The case in question involves Mangalam Publications, a prominent media entity engaged in publishing newspapers, weeklies, and periodicals in multiple languages under the brand name "Mangalam." For the assessment year 1990-91, the assessee initially filed a return of income on 22.10.1991, reporting a loss of Rs.5,99,390.00. Subsequently, a revised computation was submitted, indicating an income of Rs.5,63,920.00. The absence of the books of accounts was linked to the income tax department's confiscation of the records during a search and seizure operation in 1995.
When the case reached the ITAT, it concluded that the reassessment carried out by the assessing officer lacked fresh material and could not be justified based on the balance sheet submitted to the South Indian Bank, previously deemed unreliable by the Commissioner of Income Tax (Appeals).
Despite the original assessments completed under Section 143(3) of the Income Tax Act, 1961, the Tribunal deemed the reassessments, falling within the proviso to Section 147, as time-barred and without jurisdiction. However, the Kerala High Court disagreed, challenging the Tribunal's finding that the assessee had fully disclosed all material facts necessary for the original assessments.
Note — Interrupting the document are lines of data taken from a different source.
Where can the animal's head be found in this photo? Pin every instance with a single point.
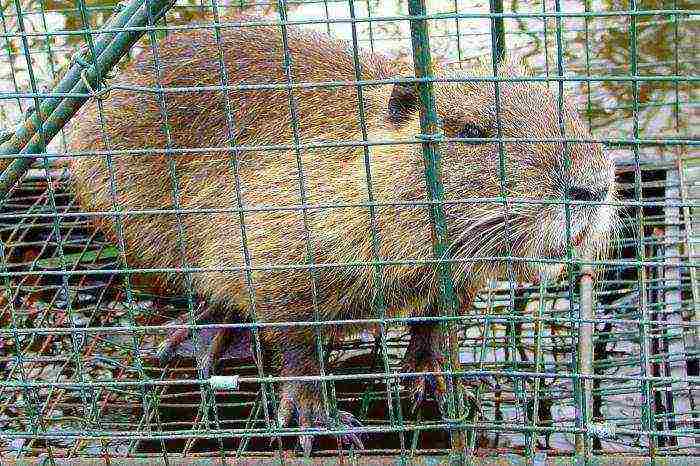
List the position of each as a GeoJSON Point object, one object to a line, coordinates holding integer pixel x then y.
{"type": "Point", "coordinates": [545, 156]}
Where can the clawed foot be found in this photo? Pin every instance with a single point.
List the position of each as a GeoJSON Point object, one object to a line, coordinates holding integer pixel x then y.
{"type": "Point", "coordinates": [302, 401]}
{"type": "Point", "coordinates": [426, 384]}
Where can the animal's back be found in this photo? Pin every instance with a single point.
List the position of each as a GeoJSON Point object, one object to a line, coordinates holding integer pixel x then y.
{"type": "Point", "coordinates": [201, 174]}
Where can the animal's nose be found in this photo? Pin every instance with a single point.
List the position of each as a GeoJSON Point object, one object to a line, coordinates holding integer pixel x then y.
{"type": "Point", "coordinates": [580, 193]}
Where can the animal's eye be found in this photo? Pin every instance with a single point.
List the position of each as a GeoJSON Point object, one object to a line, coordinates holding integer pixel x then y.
{"type": "Point", "coordinates": [470, 131]}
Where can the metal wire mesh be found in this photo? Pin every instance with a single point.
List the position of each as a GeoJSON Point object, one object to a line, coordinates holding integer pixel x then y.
{"type": "Point", "coordinates": [78, 351]}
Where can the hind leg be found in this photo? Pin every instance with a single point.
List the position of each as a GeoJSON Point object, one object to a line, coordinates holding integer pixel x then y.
{"type": "Point", "coordinates": [424, 355]}
{"type": "Point", "coordinates": [302, 400]}
{"type": "Point", "coordinates": [212, 343]}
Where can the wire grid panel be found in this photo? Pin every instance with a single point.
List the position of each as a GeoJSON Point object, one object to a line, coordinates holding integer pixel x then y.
{"type": "Point", "coordinates": [80, 340]}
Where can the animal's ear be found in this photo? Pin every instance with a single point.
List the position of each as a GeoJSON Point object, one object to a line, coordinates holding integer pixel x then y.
{"type": "Point", "coordinates": [403, 102]}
The High Court set aside the Tribunal's order and remanded the appeals back for reconsideration, asserting that there was no material before the Tribunal to support the conclusion of full and true disclosure by the assessee.
Adverting to Section 139 (9) of the Income Tax Act, the respondents submitted that, it is not mandatory for the assessing officer to treat a return as invalid even if the return is defective under any of the sub-clauses of Section 139 (9). It is the discretion of the assessing officer to issue notice. Since no notice was issued, the return and the assessment made thereon would be valid, the counsel added.
The appellant's counsel countered, highlighting the reassessment's reliance on a balance sheet obtained from the South Indian Bank, prepared on a provisional and estimated basis due to the absence of seized account books.
Non furnishing of details under Section 139 (9) (f) cannot lead to any inference that material facts had not been disclosed so as to justify reopening of assessments that too eight to ten years after expiry of the relevant assessment years, viciously contended by the appellant’s counsel.
The bench emphasised that unless the assessing officer exercises its discretion, considering the returns as defective cannot be justified. Importantly, throughout the three assessment years, the assessing officer did not declare any of the returns as defective.
Ultimately, the apex court endorsed the Tribunal's conclusion that the reassessments for the three assessment years were not justified. It criticised the High Court for overturning these findings and, consequently, set aside the High Court's order, restoring the Tribunal's decision in favour of Mangalam Publications.